Archive for the ‘Sin’ Tag
Theological Reflection on Sin
So I posted last night that I was working on a paper. I didn’t actually go through with it. I went to bed. Which meant tonight, after having a good time with friends, I had to get home and get a theological paper finished by midnight. I just got done with “Sin and the Impaired Relationship with Creation,” and I thought I’d drop some excerpts here:
…sin is primarily a separation, in terms of relationship, from a relational God. God created us for relationship and our offense against God is ultimately falling short of that relational fullness. We are, in short, at a distance from that relationship we were most created for.
Sin is a violation of [the] divine relationship, and Christ’s death on the cross reconciles us to that relationship by taking the separation upon Himself.
Our work as the church, the agents of the Good news, is to spread this mission to the world by embodying it. We must become the community that Christ died for us to experience.

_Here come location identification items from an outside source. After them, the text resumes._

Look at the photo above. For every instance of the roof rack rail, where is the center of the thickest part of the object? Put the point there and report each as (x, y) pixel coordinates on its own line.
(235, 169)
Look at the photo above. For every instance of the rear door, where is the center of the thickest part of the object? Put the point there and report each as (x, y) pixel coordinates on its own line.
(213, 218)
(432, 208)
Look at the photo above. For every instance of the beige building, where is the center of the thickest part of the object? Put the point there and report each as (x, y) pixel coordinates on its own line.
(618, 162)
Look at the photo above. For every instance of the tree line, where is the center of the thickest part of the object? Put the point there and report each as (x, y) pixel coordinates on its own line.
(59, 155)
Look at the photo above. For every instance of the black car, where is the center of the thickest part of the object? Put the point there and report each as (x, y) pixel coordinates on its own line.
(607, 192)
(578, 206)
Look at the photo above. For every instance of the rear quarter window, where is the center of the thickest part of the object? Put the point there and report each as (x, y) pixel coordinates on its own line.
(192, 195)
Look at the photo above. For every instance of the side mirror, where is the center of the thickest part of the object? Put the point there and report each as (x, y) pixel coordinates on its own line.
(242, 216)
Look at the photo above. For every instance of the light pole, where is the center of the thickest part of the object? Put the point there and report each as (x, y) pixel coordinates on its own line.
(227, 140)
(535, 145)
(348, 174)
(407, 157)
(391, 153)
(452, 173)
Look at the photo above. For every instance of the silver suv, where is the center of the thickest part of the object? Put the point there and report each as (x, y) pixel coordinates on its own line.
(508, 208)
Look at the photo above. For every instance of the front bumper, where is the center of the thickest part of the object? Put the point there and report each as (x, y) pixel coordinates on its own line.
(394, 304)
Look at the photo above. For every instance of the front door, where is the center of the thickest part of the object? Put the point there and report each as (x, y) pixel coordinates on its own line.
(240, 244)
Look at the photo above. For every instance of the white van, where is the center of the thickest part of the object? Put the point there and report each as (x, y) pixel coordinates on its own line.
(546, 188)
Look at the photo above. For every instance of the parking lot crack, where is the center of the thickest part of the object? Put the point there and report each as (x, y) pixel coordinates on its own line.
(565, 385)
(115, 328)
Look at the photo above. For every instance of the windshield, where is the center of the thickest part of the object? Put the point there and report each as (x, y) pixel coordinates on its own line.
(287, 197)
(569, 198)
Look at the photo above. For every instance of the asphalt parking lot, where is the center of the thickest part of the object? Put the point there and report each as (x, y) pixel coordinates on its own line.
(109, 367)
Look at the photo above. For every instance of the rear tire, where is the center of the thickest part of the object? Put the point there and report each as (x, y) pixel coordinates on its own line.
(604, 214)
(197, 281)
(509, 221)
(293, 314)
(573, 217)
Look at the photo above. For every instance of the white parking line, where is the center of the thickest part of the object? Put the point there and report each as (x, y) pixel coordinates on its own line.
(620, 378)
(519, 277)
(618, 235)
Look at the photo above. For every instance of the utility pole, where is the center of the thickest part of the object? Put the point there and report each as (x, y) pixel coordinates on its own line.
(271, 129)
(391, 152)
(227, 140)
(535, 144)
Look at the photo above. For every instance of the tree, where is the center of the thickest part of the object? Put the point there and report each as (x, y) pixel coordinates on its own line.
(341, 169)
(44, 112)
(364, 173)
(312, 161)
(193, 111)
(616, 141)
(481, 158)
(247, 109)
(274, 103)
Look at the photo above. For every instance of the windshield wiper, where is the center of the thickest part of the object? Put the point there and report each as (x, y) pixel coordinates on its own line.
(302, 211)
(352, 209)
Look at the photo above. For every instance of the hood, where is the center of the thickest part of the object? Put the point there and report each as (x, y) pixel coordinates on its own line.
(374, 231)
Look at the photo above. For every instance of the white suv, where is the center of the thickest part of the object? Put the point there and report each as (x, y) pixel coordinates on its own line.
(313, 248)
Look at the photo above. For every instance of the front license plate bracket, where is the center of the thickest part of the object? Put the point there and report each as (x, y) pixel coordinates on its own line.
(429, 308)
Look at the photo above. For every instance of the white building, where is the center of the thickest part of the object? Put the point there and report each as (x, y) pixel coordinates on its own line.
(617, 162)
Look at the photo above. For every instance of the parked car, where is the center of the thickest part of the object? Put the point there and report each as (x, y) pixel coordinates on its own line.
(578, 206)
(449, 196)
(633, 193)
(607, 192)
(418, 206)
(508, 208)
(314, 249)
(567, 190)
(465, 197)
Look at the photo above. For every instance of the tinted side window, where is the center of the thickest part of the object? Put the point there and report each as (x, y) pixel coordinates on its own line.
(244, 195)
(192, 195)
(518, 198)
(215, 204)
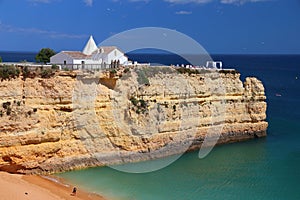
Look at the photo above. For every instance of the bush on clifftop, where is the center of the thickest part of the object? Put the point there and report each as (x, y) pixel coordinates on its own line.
(44, 55)
(8, 72)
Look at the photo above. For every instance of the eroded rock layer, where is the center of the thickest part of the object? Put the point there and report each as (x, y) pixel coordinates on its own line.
(75, 120)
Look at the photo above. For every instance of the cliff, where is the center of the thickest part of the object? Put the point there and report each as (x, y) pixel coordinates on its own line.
(73, 120)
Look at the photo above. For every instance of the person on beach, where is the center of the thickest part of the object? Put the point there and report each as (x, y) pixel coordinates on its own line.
(74, 191)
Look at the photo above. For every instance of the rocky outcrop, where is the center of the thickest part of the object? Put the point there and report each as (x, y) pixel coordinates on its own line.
(75, 120)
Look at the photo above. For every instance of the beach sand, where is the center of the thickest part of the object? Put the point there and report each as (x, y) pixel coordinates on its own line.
(32, 187)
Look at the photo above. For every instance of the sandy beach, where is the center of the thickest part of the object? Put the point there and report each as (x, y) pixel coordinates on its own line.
(32, 187)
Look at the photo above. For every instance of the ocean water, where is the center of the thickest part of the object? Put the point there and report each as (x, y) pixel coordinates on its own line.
(263, 169)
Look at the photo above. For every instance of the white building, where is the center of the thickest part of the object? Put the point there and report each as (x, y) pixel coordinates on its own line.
(92, 57)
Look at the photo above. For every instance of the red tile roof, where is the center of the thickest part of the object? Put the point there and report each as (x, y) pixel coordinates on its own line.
(76, 54)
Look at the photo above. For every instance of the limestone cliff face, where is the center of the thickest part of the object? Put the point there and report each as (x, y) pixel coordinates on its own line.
(75, 120)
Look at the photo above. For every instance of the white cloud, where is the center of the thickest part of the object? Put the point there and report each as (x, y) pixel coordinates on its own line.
(53, 34)
(235, 2)
(88, 2)
(188, 1)
(240, 2)
(183, 12)
(40, 1)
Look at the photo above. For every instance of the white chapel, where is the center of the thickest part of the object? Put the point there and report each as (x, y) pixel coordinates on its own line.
(92, 57)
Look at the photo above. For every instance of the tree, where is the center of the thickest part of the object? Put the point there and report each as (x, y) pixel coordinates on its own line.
(44, 55)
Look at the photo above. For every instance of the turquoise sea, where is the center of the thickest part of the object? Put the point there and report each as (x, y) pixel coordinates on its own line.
(262, 169)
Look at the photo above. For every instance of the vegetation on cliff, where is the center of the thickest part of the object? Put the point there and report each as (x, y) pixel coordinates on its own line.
(44, 55)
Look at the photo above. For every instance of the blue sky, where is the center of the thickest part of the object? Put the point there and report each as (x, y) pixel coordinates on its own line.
(220, 26)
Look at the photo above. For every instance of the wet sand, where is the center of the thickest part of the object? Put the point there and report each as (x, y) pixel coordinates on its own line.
(32, 187)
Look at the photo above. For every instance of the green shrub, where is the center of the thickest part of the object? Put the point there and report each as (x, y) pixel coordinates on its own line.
(25, 72)
(8, 111)
(55, 67)
(6, 105)
(134, 101)
(126, 70)
(8, 72)
(46, 73)
(142, 78)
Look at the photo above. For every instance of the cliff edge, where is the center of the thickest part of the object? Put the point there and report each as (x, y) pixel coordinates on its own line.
(73, 120)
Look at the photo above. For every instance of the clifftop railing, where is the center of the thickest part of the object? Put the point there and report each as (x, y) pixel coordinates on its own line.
(88, 66)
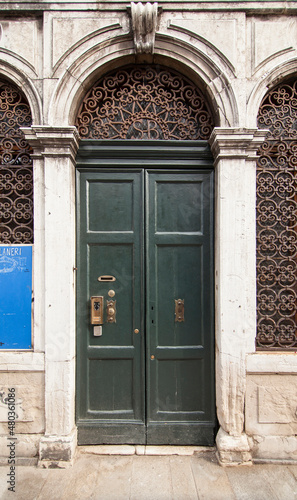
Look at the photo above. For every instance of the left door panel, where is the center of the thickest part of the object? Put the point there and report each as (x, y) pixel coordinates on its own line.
(110, 401)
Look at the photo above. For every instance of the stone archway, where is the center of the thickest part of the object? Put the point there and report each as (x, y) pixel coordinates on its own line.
(126, 122)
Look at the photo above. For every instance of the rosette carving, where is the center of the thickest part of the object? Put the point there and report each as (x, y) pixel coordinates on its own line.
(144, 103)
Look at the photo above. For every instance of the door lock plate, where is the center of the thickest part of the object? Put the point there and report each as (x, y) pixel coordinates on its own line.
(179, 310)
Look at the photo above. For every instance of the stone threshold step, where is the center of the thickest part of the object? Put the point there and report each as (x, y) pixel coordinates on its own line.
(144, 450)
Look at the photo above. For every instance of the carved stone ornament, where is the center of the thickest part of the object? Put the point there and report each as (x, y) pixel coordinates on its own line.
(144, 25)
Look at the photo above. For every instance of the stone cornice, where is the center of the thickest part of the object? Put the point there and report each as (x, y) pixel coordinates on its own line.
(239, 143)
(52, 141)
(249, 6)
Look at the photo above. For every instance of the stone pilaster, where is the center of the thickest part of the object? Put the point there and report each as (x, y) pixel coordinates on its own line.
(234, 151)
(54, 251)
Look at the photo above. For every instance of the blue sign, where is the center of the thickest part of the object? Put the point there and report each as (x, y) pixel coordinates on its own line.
(15, 296)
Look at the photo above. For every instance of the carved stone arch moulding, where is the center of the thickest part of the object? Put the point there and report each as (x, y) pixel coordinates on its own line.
(277, 220)
(16, 173)
(144, 102)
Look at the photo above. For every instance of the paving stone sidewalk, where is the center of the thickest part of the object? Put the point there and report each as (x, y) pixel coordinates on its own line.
(135, 477)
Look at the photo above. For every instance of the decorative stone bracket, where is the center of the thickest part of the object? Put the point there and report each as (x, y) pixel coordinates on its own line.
(144, 24)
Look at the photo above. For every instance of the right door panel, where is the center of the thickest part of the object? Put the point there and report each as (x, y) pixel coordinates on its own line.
(180, 367)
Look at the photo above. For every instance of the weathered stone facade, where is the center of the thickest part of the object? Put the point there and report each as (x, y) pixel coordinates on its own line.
(234, 52)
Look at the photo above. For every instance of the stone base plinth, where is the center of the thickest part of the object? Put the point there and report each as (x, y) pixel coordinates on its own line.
(233, 450)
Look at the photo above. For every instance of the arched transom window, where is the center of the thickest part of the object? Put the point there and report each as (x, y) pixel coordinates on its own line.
(144, 102)
(16, 175)
(277, 220)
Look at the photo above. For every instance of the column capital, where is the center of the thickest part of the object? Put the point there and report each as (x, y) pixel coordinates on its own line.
(236, 143)
(52, 141)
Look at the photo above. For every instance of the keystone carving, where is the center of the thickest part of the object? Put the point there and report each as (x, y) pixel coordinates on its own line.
(144, 25)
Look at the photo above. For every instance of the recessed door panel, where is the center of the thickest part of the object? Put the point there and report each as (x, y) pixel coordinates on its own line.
(145, 375)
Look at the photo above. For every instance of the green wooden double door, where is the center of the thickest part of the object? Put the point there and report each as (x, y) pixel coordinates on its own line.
(145, 244)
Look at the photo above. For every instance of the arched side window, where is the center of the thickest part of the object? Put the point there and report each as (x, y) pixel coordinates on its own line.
(16, 174)
(144, 102)
(277, 221)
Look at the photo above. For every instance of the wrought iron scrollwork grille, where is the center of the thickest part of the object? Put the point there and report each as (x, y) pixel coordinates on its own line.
(146, 102)
(16, 174)
(277, 221)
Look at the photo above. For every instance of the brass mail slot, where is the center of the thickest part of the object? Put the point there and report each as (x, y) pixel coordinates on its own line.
(106, 277)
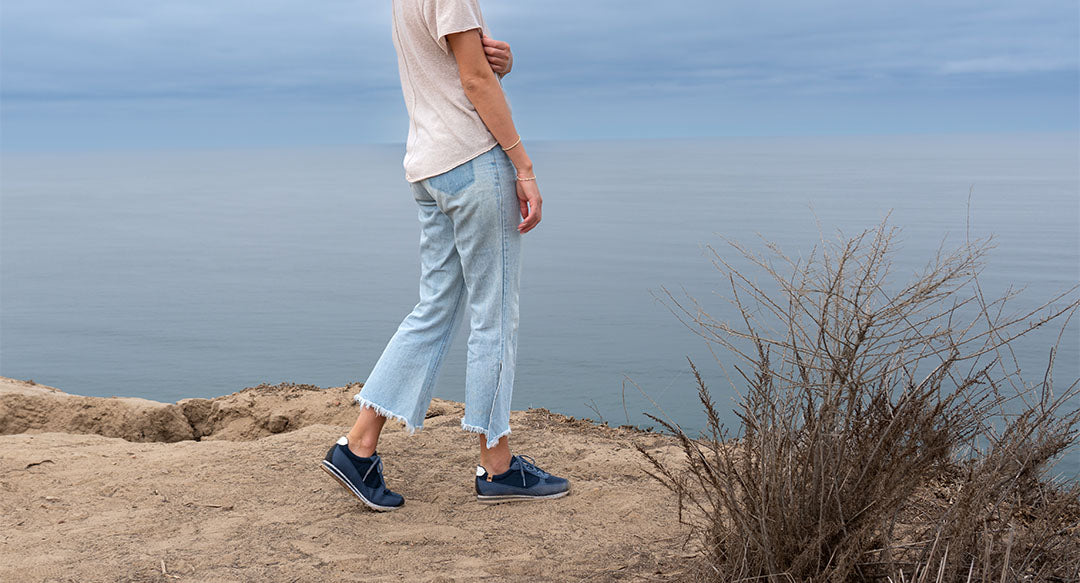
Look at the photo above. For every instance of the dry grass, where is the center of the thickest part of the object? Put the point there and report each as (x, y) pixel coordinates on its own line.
(885, 432)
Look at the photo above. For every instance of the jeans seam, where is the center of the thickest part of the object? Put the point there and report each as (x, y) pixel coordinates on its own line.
(443, 342)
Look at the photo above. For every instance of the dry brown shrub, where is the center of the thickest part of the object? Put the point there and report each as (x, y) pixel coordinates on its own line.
(885, 431)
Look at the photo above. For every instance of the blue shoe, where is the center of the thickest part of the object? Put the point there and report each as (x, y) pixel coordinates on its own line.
(362, 476)
(524, 480)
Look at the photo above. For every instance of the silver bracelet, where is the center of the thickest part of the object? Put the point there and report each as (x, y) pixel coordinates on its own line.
(514, 145)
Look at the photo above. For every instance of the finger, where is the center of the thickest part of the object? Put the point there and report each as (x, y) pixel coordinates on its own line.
(529, 222)
(531, 219)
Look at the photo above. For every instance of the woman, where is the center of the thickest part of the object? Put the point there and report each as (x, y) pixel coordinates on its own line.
(471, 177)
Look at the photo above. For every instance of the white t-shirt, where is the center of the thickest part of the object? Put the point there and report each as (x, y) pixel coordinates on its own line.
(444, 127)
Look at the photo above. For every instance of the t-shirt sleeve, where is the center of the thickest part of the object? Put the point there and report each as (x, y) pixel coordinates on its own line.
(448, 16)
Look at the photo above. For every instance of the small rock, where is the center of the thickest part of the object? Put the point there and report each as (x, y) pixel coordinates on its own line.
(278, 423)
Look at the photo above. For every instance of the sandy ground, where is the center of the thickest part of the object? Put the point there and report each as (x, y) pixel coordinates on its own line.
(230, 489)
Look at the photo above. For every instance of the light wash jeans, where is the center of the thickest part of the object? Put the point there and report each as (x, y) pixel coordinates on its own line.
(470, 252)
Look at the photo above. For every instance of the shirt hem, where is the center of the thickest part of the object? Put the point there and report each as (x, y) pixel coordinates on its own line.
(413, 178)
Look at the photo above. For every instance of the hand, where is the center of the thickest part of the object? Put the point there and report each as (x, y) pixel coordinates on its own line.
(528, 197)
(498, 55)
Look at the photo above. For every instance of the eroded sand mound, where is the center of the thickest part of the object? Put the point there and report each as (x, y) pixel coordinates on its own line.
(246, 503)
(254, 412)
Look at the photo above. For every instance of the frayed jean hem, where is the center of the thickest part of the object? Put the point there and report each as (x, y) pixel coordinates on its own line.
(388, 414)
(491, 441)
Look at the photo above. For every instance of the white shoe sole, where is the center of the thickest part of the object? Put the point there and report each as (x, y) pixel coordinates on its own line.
(517, 498)
(336, 474)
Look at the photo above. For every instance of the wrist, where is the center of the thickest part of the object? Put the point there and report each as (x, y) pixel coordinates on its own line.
(524, 165)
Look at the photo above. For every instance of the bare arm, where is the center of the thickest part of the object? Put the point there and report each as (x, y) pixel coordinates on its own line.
(485, 93)
(498, 55)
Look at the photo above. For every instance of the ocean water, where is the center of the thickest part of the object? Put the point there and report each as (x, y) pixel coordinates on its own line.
(170, 274)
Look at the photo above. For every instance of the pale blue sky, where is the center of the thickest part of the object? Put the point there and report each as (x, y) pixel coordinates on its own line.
(127, 73)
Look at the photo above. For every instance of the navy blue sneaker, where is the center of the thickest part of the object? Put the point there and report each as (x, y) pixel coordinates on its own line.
(524, 480)
(362, 476)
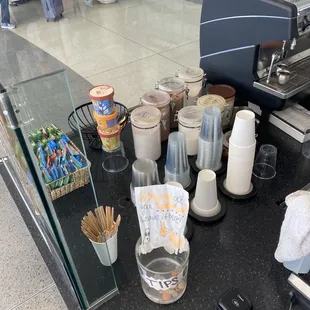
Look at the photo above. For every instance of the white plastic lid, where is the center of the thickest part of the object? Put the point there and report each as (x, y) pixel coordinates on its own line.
(145, 117)
(212, 101)
(191, 74)
(171, 84)
(190, 116)
(156, 98)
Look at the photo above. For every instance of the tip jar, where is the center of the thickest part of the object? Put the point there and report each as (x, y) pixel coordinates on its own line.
(163, 275)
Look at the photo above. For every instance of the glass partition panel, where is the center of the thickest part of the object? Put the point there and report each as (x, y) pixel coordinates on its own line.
(60, 170)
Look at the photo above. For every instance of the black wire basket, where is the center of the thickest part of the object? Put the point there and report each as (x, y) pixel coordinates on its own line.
(88, 125)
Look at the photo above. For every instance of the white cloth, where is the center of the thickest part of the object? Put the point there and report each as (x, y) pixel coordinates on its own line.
(294, 242)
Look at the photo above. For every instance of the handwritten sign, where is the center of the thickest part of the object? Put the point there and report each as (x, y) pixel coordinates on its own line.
(162, 212)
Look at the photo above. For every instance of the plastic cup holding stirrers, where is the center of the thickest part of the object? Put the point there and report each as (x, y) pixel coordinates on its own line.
(101, 230)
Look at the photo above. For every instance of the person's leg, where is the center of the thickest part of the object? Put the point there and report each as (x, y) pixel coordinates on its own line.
(5, 12)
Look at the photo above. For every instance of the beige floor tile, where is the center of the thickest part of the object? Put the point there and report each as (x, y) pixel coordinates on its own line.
(49, 299)
(133, 80)
(158, 25)
(86, 47)
(23, 272)
(187, 55)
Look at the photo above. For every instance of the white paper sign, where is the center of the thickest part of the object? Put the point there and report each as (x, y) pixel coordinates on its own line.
(162, 212)
(162, 284)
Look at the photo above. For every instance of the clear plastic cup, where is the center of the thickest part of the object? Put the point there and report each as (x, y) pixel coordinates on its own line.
(265, 162)
(163, 275)
(144, 173)
(205, 202)
(243, 132)
(210, 141)
(177, 167)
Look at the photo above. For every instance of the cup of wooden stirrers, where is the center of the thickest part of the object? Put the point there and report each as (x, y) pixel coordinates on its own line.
(101, 229)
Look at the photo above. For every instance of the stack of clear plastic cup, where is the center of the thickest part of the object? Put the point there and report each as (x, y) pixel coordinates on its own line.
(177, 167)
(210, 141)
(241, 154)
(144, 173)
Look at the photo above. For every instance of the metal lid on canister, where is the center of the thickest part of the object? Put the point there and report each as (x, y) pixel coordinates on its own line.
(145, 117)
(171, 84)
(212, 101)
(101, 92)
(190, 74)
(224, 91)
(190, 116)
(156, 98)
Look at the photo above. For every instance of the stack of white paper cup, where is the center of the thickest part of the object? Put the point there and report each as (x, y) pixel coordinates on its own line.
(241, 154)
(205, 203)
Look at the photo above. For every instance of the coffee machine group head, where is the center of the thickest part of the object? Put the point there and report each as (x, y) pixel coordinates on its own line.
(260, 47)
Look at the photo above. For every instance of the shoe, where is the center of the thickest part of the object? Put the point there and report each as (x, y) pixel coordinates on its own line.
(7, 26)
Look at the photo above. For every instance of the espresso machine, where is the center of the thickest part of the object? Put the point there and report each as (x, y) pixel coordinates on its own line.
(260, 47)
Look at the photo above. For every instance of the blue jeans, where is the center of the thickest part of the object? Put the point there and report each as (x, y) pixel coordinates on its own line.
(5, 13)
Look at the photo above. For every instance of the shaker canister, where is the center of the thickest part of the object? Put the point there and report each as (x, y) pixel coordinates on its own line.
(177, 90)
(190, 119)
(161, 100)
(145, 123)
(194, 77)
(228, 93)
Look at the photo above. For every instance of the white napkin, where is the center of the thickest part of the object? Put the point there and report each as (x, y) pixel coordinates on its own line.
(294, 242)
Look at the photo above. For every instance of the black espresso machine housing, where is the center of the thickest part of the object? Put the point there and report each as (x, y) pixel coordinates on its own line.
(240, 40)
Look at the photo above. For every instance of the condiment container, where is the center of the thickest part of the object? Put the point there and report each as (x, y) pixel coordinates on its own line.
(102, 99)
(194, 78)
(190, 119)
(177, 90)
(163, 275)
(106, 121)
(110, 138)
(228, 93)
(145, 123)
(212, 101)
(160, 100)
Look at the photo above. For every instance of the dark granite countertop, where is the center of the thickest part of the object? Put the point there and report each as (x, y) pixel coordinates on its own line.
(235, 252)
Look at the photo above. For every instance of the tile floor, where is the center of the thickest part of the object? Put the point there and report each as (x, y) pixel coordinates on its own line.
(130, 45)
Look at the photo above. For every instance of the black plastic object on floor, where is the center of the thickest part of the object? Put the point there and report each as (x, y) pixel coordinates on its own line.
(82, 118)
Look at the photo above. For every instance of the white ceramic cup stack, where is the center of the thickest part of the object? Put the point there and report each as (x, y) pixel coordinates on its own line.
(205, 203)
(241, 154)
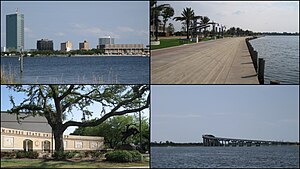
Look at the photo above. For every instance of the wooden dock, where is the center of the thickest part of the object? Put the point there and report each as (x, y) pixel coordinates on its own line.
(222, 61)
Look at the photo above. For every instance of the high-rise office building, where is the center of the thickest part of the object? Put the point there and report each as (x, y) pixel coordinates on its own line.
(84, 45)
(44, 44)
(106, 40)
(15, 31)
(66, 46)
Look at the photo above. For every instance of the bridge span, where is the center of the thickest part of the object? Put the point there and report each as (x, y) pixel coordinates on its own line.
(211, 140)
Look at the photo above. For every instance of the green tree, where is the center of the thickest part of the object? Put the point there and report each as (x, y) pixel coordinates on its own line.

…we must think about our brokenness and distance from our fellow humans. If we were created to be in a good, right relationship with the Creator, that means we’re all of equal value and importance in the global society. This, however, is hardly the case. Inequality reigns supreme among the human race, direct evidence of sin and the separation among humans. Salvation, therefore, reconciles us to the rest of humanity in a way that establishes equality and mutual respect in light of our standing before God and each other. Salvation means that we have all the rights to be thankful to God and no right to be glad for our own doing, which means we’re all worthless without the love and relationship of the Creator.
Church should be a place that is shaped by dependency; our ecclesiology is formed by our need for each other and the recognition of our collective reliance on each other to make it with this Kingdom mindset in the midst of the prevailing culture.
Compunction
I’ve heard people contrast the law of the Old Testament with the grace of the New Testament.
But I don’t know if we let the ramifications of the Old Testament impact us enough. People assume that the Old Testament offerings were to make up for the people’s transgressions of the law. But that’s not entirely true. The sin/guilt offerings were primarily about covering unknown or accidental sins. There wasn’t really a way of covering intentional or malicious sins.
In common language–if you did it on purpose, there’s no easy way out.
Where I think we miss the point in looking at all this is that we take it instantly back to a “who’s in? who’s out?” conversation.
But what if the point was this: The way the Covenant relationship is set up between God and Israel, God’s intuitive assumption is that the guilt from any possible sin (including, perhaps especially, ones that were unintentional) would be so powerful that the people couldn’t go on with their daily lives because of the internal suffering.
What if what we should take away from the picture of the guilt/sin offerings is that God imagines the sin so seriously that we couldn’t function without the Grace granted to us by the one whom we’ve violated by violating his Creation?
Most of us don’t live this way. But maybe we should.